Bank of Russia Proposes New Crypto‑Market Regulation Framework

CN
5 hours ago

The Bank of Russia announced a draft regulatory concept for the Russian cryptocurrency market, which it has submitted to the government for legislative review. The proposal permits both qualified and non‑qualified investors to purchase crypto assets, with non‑qualified investors limited to 300,000 roubles (about $3830) per year after testing, while qualified investors may trade any crypto except anonymous tokens without volume caps, also after risk‑awareness testing.

The framework classifies digital currencies and stablecoins as “currency values” that can be bought and sold but not used for domestic payments, and outlines licensing requirements for exchanges, brokers and custodians. It also sets reporting obligations for cross‑border crypto purchases and aims to finalize the legal base by 1 July 2026, with enforcement measures for illegal intermediaries starting 1 July 2027.

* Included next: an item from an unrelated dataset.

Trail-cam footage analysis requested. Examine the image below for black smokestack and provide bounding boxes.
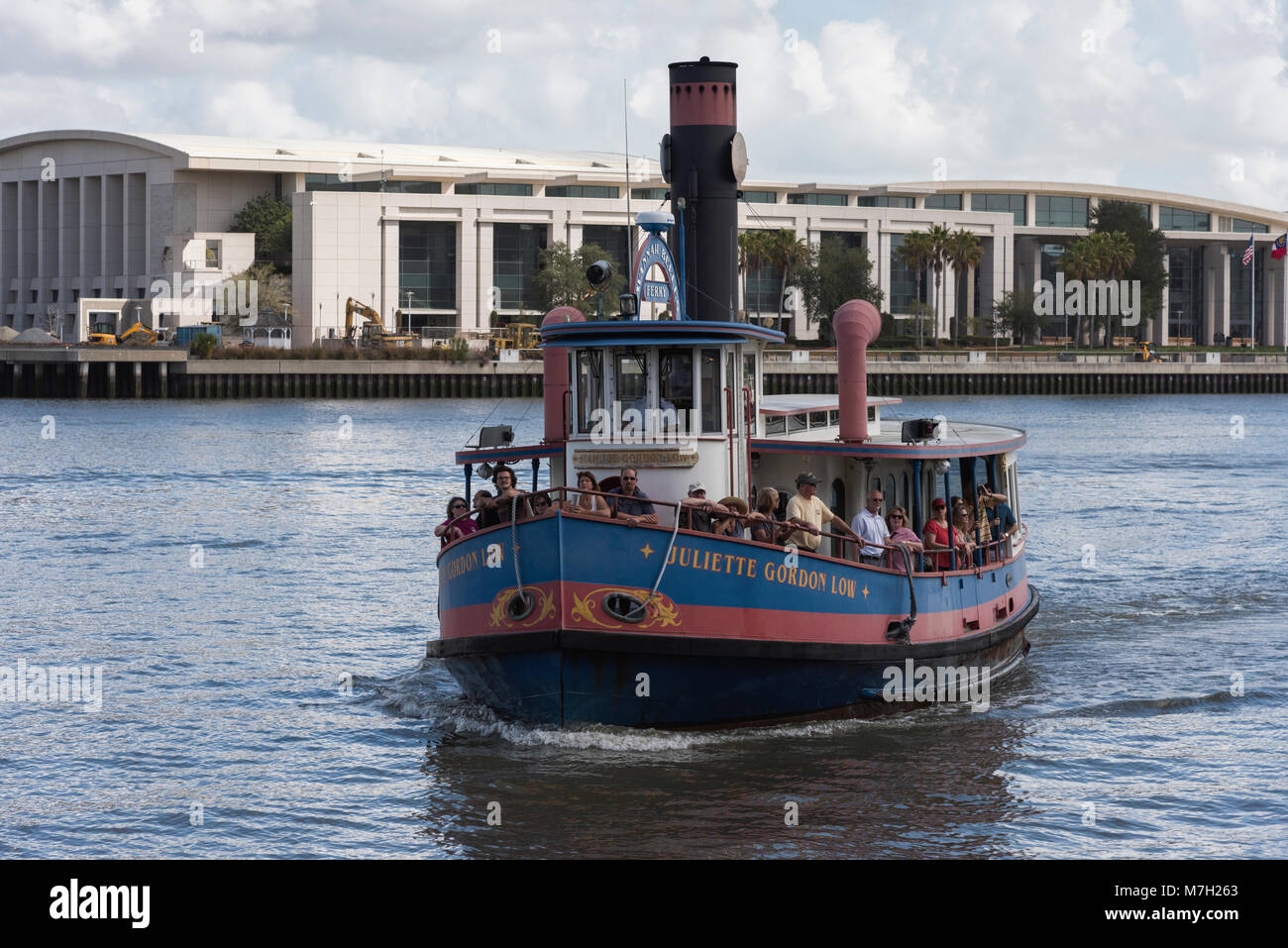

Read More: Central Bank of Russia Acknowledges Bitcoin Mining as a Ruble Strengthening Activity

What investment limits apply to non‑qualified investors? Up to 300,000 roubles (about $3830) per year per intermediary after testing.
When will the new regulatory framework be finalized? The legal base is targeted for completion by 1 July 2026.
Which crypto assets are prohibited for qualified investors? Anonymous tokens whose smart contracts hide recipient information.
What reporting is required for cross‑border crypto transactions? Residents must notify the tax authorities when buying abroad or transferring crypto overseas.